Esta música embora não tenha uma crítica social, torna evidentes alguns elementos do cotidiano do morro e alguns de seus problemas mais comuns:

§ Primeiro achei Zé Fuleiro que me falou de doença: Devido ao precário estado de saneamento básico ou até mesmo a falta deste, via de regra as favelas do morro tem um grande índice de doenças causadas pela contaminação.

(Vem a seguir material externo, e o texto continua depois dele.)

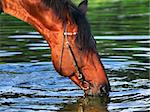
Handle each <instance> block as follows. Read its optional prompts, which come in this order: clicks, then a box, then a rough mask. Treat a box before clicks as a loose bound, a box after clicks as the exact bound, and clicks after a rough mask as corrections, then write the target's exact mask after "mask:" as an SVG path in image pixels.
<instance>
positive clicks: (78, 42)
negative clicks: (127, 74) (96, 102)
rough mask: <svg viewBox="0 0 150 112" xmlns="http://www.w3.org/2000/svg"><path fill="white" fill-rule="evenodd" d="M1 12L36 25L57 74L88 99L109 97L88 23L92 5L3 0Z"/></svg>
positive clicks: (38, 0)
mask: <svg viewBox="0 0 150 112" xmlns="http://www.w3.org/2000/svg"><path fill="white" fill-rule="evenodd" d="M0 9H1V10H3V11H4V13H7V14H9V15H12V16H14V17H16V18H18V19H20V20H22V21H24V22H27V23H29V24H30V25H32V26H33V27H34V28H35V29H36V30H37V31H38V32H39V33H40V34H41V35H42V36H43V37H44V39H45V40H46V41H47V43H48V45H49V47H50V49H51V55H52V62H53V65H54V68H55V70H56V71H57V72H58V73H59V74H60V75H62V76H64V77H69V79H71V80H72V81H73V82H74V83H75V84H76V85H77V86H79V87H80V88H81V89H82V90H83V91H84V93H85V96H86V95H87V96H88V95H91V96H97V95H103V94H105V95H108V94H109V91H110V84H109V80H108V77H107V75H106V72H105V70H104V66H103V64H102V62H101V60H100V56H99V54H98V51H97V48H96V41H95V40H94V38H93V35H92V33H91V28H90V25H89V23H88V21H87V19H86V12H87V9H88V1H87V0H83V1H82V2H81V3H80V4H79V5H78V6H76V5H75V4H74V3H73V2H72V1H71V0H0Z"/></svg>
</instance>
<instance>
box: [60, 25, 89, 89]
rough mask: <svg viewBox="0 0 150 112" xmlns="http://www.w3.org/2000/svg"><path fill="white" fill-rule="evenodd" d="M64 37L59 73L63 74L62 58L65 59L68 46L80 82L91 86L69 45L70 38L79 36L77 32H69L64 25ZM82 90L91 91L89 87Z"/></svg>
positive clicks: (71, 57) (61, 51) (62, 41)
mask: <svg viewBox="0 0 150 112" xmlns="http://www.w3.org/2000/svg"><path fill="white" fill-rule="evenodd" d="M63 35H64V36H63V40H62V49H61V55H60V60H59V72H60V73H61V65H62V58H63V52H64V46H65V44H66V47H67V48H68V51H69V54H70V57H71V58H72V60H73V65H74V67H75V69H76V73H77V77H78V80H80V82H81V83H82V84H86V85H89V83H88V82H87V81H85V79H84V76H83V74H82V73H81V71H80V68H79V66H78V64H77V60H76V58H75V55H74V53H73V50H72V48H71V46H70V43H69V40H68V36H75V35H77V33H76V32H73V33H70V32H67V27H66V24H64V34H63ZM65 42H66V43H65ZM82 89H84V90H87V89H89V86H88V87H85V88H84V87H82Z"/></svg>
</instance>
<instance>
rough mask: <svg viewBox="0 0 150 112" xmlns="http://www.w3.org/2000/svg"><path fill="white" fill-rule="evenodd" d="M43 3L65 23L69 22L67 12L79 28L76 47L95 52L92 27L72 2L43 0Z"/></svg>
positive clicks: (57, 16) (86, 50)
mask: <svg viewBox="0 0 150 112" xmlns="http://www.w3.org/2000/svg"><path fill="white" fill-rule="evenodd" d="M42 2H43V3H44V4H45V5H46V6H47V7H49V8H51V9H52V10H53V11H54V13H55V15H56V16H57V17H58V18H59V19H61V20H62V22H63V23H65V22H66V21H68V18H67V15H66V11H67V13H68V15H69V16H70V18H71V20H72V22H73V23H75V24H76V25H77V26H78V36H77V38H76V45H77V47H78V48H80V49H81V50H83V51H89V50H92V51H95V50H96V45H95V40H94V38H93V36H92V34H91V29H90V25H89V23H88V21H87V19H86V17H85V15H84V14H83V13H82V12H81V11H80V10H79V8H78V7H76V6H75V5H74V4H73V3H72V1H71V0H42Z"/></svg>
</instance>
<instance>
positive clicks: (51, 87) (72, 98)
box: [0, 15, 150, 112]
mask: <svg viewBox="0 0 150 112" xmlns="http://www.w3.org/2000/svg"><path fill="white" fill-rule="evenodd" d="M5 21H7V22H5ZM143 27H144V26H143ZM96 32H98V29H97V31H96ZM136 32H138V31H136ZM103 33H105V32H103ZM96 34H97V33H96ZM100 34H102V33H101V32H100V33H99V35H100ZM116 34H117V33H116ZM135 34H136V33H135ZM141 34H144V33H141ZM95 39H96V41H97V48H98V51H99V53H100V55H101V59H102V62H103V64H104V66H105V69H106V72H107V75H108V77H109V80H110V84H111V89H112V91H111V92H110V96H109V98H101V97H99V98H91V97H88V98H83V96H84V93H83V91H82V90H80V89H79V87H77V86H76V85H75V84H74V83H72V82H71V81H70V80H69V79H68V78H66V77H62V76H60V75H58V73H56V71H55V70H54V67H53V65H52V62H51V52H50V50H49V47H48V45H47V43H46V41H45V40H44V39H43V37H42V36H41V35H39V33H37V32H35V30H33V28H32V27H30V26H29V25H28V24H25V23H23V22H21V21H18V20H16V19H15V18H12V17H10V16H8V15H1V16H0V112H55V111H59V112H107V111H110V112H132V111H146V112H148V111H150V76H149V72H150V71H149V70H150V65H149V58H150V49H149V45H150V37H149V36H147V35H142V36H141V35H138V36H128V35H127V36H95Z"/></svg>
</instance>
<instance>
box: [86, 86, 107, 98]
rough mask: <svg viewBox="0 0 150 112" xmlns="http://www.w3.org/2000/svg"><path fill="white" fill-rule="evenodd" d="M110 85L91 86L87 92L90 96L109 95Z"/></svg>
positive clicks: (86, 90)
mask: <svg viewBox="0 0 150 112" xmlns="http://www.w3.org/2000/svg"><path fill="white" fill-rule="evenodd" d="M109 92H110V86H109V85H99V86H90V89H89V90H86V91H85V94H86V95H88V96H104V95H105V96H109Z"/></svg>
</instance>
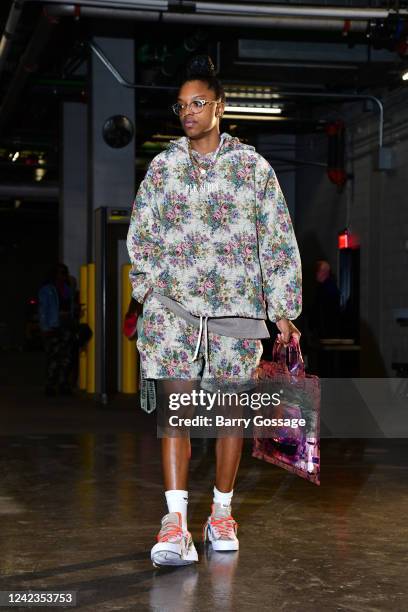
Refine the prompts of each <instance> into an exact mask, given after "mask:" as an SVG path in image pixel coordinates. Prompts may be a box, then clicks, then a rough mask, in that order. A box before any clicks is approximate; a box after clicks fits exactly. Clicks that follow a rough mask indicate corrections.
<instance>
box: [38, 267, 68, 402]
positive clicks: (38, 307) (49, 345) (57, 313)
mask: <svg viewBox="0 0 408 612" xmlns="http://www.w3.org/2000/svg"><path fill="white" fill-rule="evenodd" d="M38 315H39V325H40V329H41V333H42V338H43V344H44V350H45V353H46V385H45V394H46V395H49V396H53V395H56V394H57V388H58V390H59V392H60V394H61V395H71V394H72V376H71V373H72V368H73V360H74V353H75V316H76V309H75V288H74V286H73V284H72V282H71V279H70V276H69V273H68V268H67V266H66V265H65V264H63V263H58V264H57V265H56V266H55V267H54V268H53V269H51V270H50V272H49V274H48V277H47V279H46V282H45V283H44V284H43V285H42V287H41V288H40V290H39V292H38Z"/></svg>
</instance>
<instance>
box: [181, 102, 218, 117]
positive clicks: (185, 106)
mask: <svg viewBox="0 0 408 612" xmlns="http://www.w3.org/2000/svg"><path fill="white" fill-rule="evenodd" d="M218 102H221V100H193V101H192V102H190V104H180V102H176V103H175V104H173V105H172V107H171V108H172V109H173V112H174V114H175V115H177V116H180V115H181V113H182V112H183V111H184V110H185V109H186V108H187V110H191V112H192V113H193V114H194V115H197V113H201V111H202V110H203V108H204V106H205V105H206V104H218Z"/></svg>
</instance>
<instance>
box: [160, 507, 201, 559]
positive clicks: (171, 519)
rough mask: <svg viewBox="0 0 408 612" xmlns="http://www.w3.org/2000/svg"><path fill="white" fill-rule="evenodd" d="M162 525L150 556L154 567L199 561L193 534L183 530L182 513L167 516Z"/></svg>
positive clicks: (177, 512)
mask: <svg viewBox="0 0 408 612" xmlns="http://www.w3.org/2000/svg"><path fill="white" fill-rule="evenodd" d="M161 524H162V526H161V529H160V531H159V533H158V534H157V544H155V545H154V546H153V548H152V550H151V554H150V556H151V559H152V563H153V565H154V566H155V567H160V566H162V565H189V564H190V563H194V562H195V561H198V555H197V551H196V548H195V546H194V542H193V538H192V537H191V533H190V532H189V531H187V530H183V529H182V518H181V513H180V512H169V514H165V515H164V516H163V518H162V522H161Z"/></svg>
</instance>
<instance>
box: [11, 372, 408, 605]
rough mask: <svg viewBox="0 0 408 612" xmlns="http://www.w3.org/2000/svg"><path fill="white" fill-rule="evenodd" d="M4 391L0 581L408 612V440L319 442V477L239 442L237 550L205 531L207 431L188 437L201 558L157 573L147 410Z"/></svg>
mask: <svg viewBox="0 0 408 612" xmlns="http://www.w3.org/2000/svg"><path fill="white" fill-rule="evenodd" d="M2 400H3V401H2V406H1V410H0V431H1V432H2V436H1V438H0V442H1V444H0V514H1V530H0V551H1V554H0V591H6V590H28V589H31V590H36V589H42V590H53V591H56V590H61V591H63V590H74V591H77V592H78V594H77V597H78V605H77V607H76V609H81V610H92V611H96V610H98V611H100V610H106V611H112V610H132V611H136V612H138V611H139V610H140V611H144V610H146V611H149V612H150V611H155V612H156V611H160V612H161V611H164V612H166V611H173V610H177V611H178V612H193V611H194V612H196V611H197V612H207V611H211V612H214V611H218V610H220V611H221V610H223V611H225V610H231V611H234V612H235V611H241V610H242V611H247V610H250V611H252V610H254V611H255V610H256V611H262V610H273V611H275V610H276V611H281V610H282V611H286V610H291V611H296V612H297V611H299V612H300V611H302V612H308V611H310V612H318V611H321V610H322V611H353V612H377V611H378V612H382V611H387V612H388V611H389V610H392V611H404V612H405V611H406V610H408V580H407V577H408V574H407V563H408V556H407V542H408V528H407V524H408V521H407V516H408V488H407V484H408V482H407V481H408V453H407V450H408V441H407V440H396V439H393V440H391V439H390V440H385V439H383V440H381V439H377V440H350V441H347V440H327V439H326V440H323V441H322V472H321V480H322V484H321V486H320V487H317V486H315V485H312V484H310V483H309V482H306V481H304V480H302V479H301V478H299V477H297V476H294V475H292V474H289V473H287V472H285V471H284V470H281V469H279V468H276V467H274V466H271V465H268V464H264V463H262V462H260V461H258V460H255V459H252V458H251V456H250V444H249V441H247V442H246V448H245V453H244V456H243V459H242V464H241V468H240V472H239V477H238V482H237V486H236V490H235V495H234V504H233V510H234V516H235V518H236V519H237V521H238V523H239V530H238V535H239V538H240V551H239V552H238V553H224V554H222V553H215V554H210V552H209V551H205V550H204V548H203V546H202V544H201V543H200V536H201V527H202V523H203V521H204V520H205V518H206V516H207V514H208V511H209V504H210V500H211V490H212V486H213V476H214V463H213V442H212V441H208V442H207V444H205V443H203V442H202V441H200V440H194V441H193V456H192V462H191V481H190V482H191V484H190V487H189V489H190V503H189V528H190V530H191V531H192V533H193V537H194V539H195V542H196V545H197V548H198V551H199V557H200V562H199V563H198V564H197V565H196V566H194V567H187V568H177V569H174V570H167V571H166V570H156V569H154V568H153V567H152V566H151V563H150V547H151V546H152V545H153V544H154V541H155V535H156V533H157V531H158V528H159V524H160V518H161V516H162V514H163V513H164V512H165V505H164V496H163V492H162V485H161V468H160V453H159V443H158V441H157V439H156V434H155V421H154V417H153V416H147V415H145V414H144V413H141V412H140V410H138V408H137V405H136V402H135V400H134V399H133V398H124V397H119V396H118V397H117V398H116V399H115V400H114V401H113V402H112V404H110V406H109V408H108V409H104V410H101V409H100V408H99V407H98V405H97V404H96V403H95V402H94V401H92V400H90V399H88V398H86V397H84V396H78V397H74V398H44V397H43V396H42V388H41V387H40V386H38V385H35V384H31V385H30V384H26V385H25V386H22V385H20V386H18V387H17V386H16V385H15V384H14V381H11V382H10V384H8V385H5V387H3V392H2ZM2 609H6V608H2ZM10 609H21V610H23V609H26V608H10ZM37 609H44V610H45V609H47V610H49V609H50V608H45V607H44V608H37ZM51 609H53V608H51ZM55 609H57V608H55Z"/></svg>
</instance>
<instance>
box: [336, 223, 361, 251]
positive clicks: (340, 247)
mask: <svg viewBox="0 0 408 612" xmlns="http://www.w3.org/2000/svg"><path fill="white" fill-rule="evenodd" d="M337 246H338V248H339V250H341V249H358V247H359V246H360V241H359V239H358V236H357V234H352V233H351V232H350V230H349V229H347V228H345V229H344V230H342V231H341V232H339V235H338V241H337Z"/></svg>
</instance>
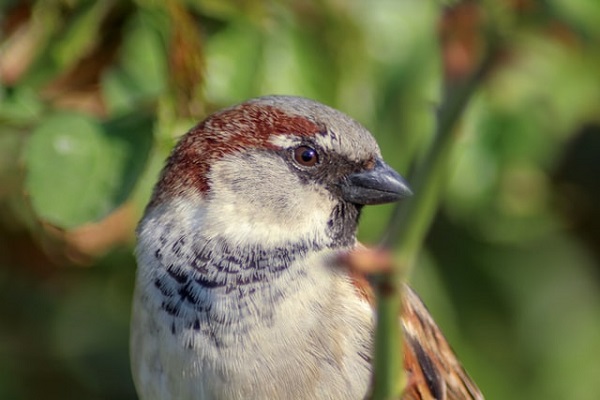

§ Depois encontrei seu bento, nega, que bebeu a noite inteira (...) Esqueceu do compromisso que assumiu com a mulher. Não chegar de madrugada e não beber mais cachaça: Outro problema comum no cotidiano do morro é o alcoolismo, mas encontrado em outros lugares também, pode estar associado com doença ou como uma das formas para tentar esquecer os problemas da vida. Tema abordado em várias músicas.

§ Por fim achei um corpo (...) um queria ser melhor. Não foi amor nem dinheiro a causa da discussão: Ainda hoje, um dos problemas mais graves do morro, a violência que só vem crescendo com a acentuação das desigualdades sociais.

Música nº 2:             Quando o morcego doar sangue Bezerra da Silva

Para tirar meu Brasil dessa baderna
Para tirar meu Brasil dessa baderna
Só quando o morcego doar sangue
E o saci cruzar as pernas
Só quando o morcego doar sangue
E o saci cruzar as pernas

Toda nossa esperança é somente lembrança do passado
A alta cúpula vive contagiada pelo micróbio da corrupção
O povo nunca tem razão, estando bom ou ruim o clima
Somente quem está por cima é a tal dívida externa
E o malandro que faz aquele empréstimo
E leva os vinte por cento dela para tirar!

REFRÃO

Já não há alegria de noite e de dia a tristeza não pára
A vida custando os olhos da cara
E não temos dinheiro para comprar
Quem governa o país é muito feliz, não se preocupa
Tem tudo de graça, não esquenta a cuca
 E o custo de vida só sabe aumentar

REFRÃO

Antigamente governavam decente, sem sacrilégio.
Hoje são indecentes, cheios de privilégio.
É só caô caô pra cima do povo
Promessa de um Brasil novo
E uma política moderna
Mas só quando o morcego doar sangue
E o saci cruzar as pernas.

Análise:

Considerações Finais

A discordância entre autores não se restringe apenas a questão da origem do gênero samba. Francisco Guimarães afirma que o crescimento da indústria fonográfica prejudica o núcleo identitário básico do samba. Edigar de Alencar critica a comercialização desenfreada afirmando que os artistas ficam mais preocupados em vender suas produções do que produzir música feita apenas pelo gosto. Assim, o samba perde seu caráter despreocupado e ingênuo, passando a ser dirigido, feito de forma a tentar agradar uma clientela.

Já Orestes Barbosa via no rádio e na televisão grandes aliados na formação e difusão deste gênero no país.